The fact that the lady in question appeared to have the very principles in which Alfred judged her so lacking, only served to amuse Justin all the more. But he merely commented, "Well, then, you had best resign yourself to it. After all, Reginald is his own master, she is connected to a perfectly acceptable family, and though Hatherill ran completely through his inheritance, she must not be completely in dun territory if she is still at the Hatherill's house in Brook Street." Justin refrained from observing that the real cause of Alfred's annoyance was that Reginald's interest in a lady of good but unremarkable antecedents and with only the prospect rather than the certainty of a fortune kept Reginald from making a truly brilliant match. Knowing full well the height of his brother's ambition, Justin did not doubt that Alfred had singled out several dukes' daughters as suitable partners for his son and heir.

"Faugh, that is very likely why she fell all over herself inviting Great-Aunt Seraphina, for Ferdie Hatherill's wife must be well enough versed in the ways of creditors to know they will let her alone if she is expecting an inheritance, especially now that they see she has every hope of leg-shackling Reginald," he concluded gloomily. "I tell you, Justin, only you can save the situation now."

"I rather thought we were coming to that," the earl's brother replied sardonically. "And, pray tell me, how do you propose that I should succeed where you have failed?"

"Damn it, Justin, how do I know?" Alfred leapt from his chair and began to pace the room. "It's you who is supposed to be the diplomat--haring off to Vienna with Metternich and Talleyrand and those fellows. Though, I can't see that all that talking you did was to any purpose. When it came right down to it, it was decent men, men of action like Wellington who put the stop to that monster. Politicians, faugh, why all they are good for..." the earl continued, warming to his theme. Then, realizing the infelicitous nature of his remarks, he gave a discreet cough. "Well, all water under the bridge, as they say. What I mean is that I should be most obliged to you, Justin, if you could see the lady ... ah, er, woman, and try if you can make her see that this is a most unsuitable match."

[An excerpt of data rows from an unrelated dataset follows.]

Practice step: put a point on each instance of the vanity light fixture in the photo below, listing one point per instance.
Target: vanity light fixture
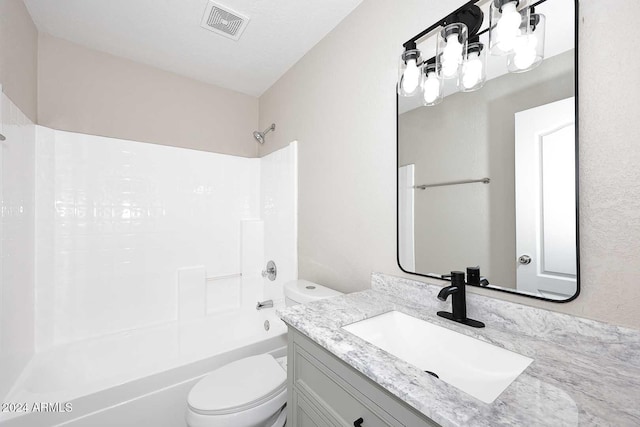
(505, 22)
(452, 44)
(409, 73)
(528, 50)
(432, 84)
(514, 31)
(473, 73)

Justin raised a cynical eyebrow, "And you expect me to be more persuasive than a hundred pounds? You flatter me."

"Not at all." The earl failed entirely to detect the ironic undertone. "Everyone knows you have a way with women. Lord knows why, but they appear to find you irresistible. You might as well put your fatal charm to good use."

"Oh, but I do, brother, I do," Justin assured him smiling broadly as he rose to look dreamily out the window at the beautiful morning.

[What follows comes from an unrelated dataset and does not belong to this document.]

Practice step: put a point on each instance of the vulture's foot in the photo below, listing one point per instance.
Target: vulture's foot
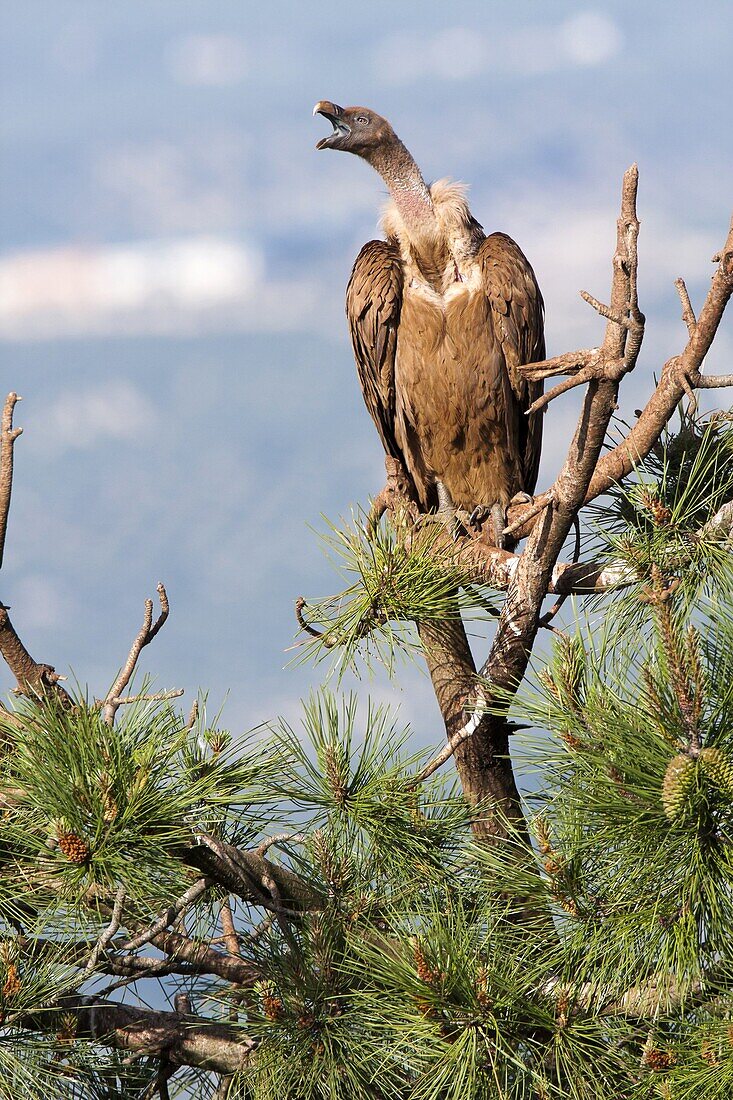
(496, 513)
(453, 519)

"There, if that isn't just like you. I knew it was useless to come. You have no family feeling," the ear] responded bitterly. He snatched up his hat and made for the door.

His brother held up a restraining hand. "Relax, Alfred. I shall see what I can do. I daresay it will be quite amusing if nothing else. And as to family feeling, I may lack the proper amount of it, but I do owe you a debt of gratitude for having kept me from having to inherit it."

"I daresay." Thoroughly annoyed, but knowing that Justin, once challenged, would do his best despite his irritating manner, the earl bid him good day and hurried back to his hotel, eager to give orders for his immediate departure. Though possessor of an imposing residence in Grosvenor Square, he preferred to let to others for an enormous sum while he remained secure in the comfort of Winterbourne Hall, absolute master of all he surveyed.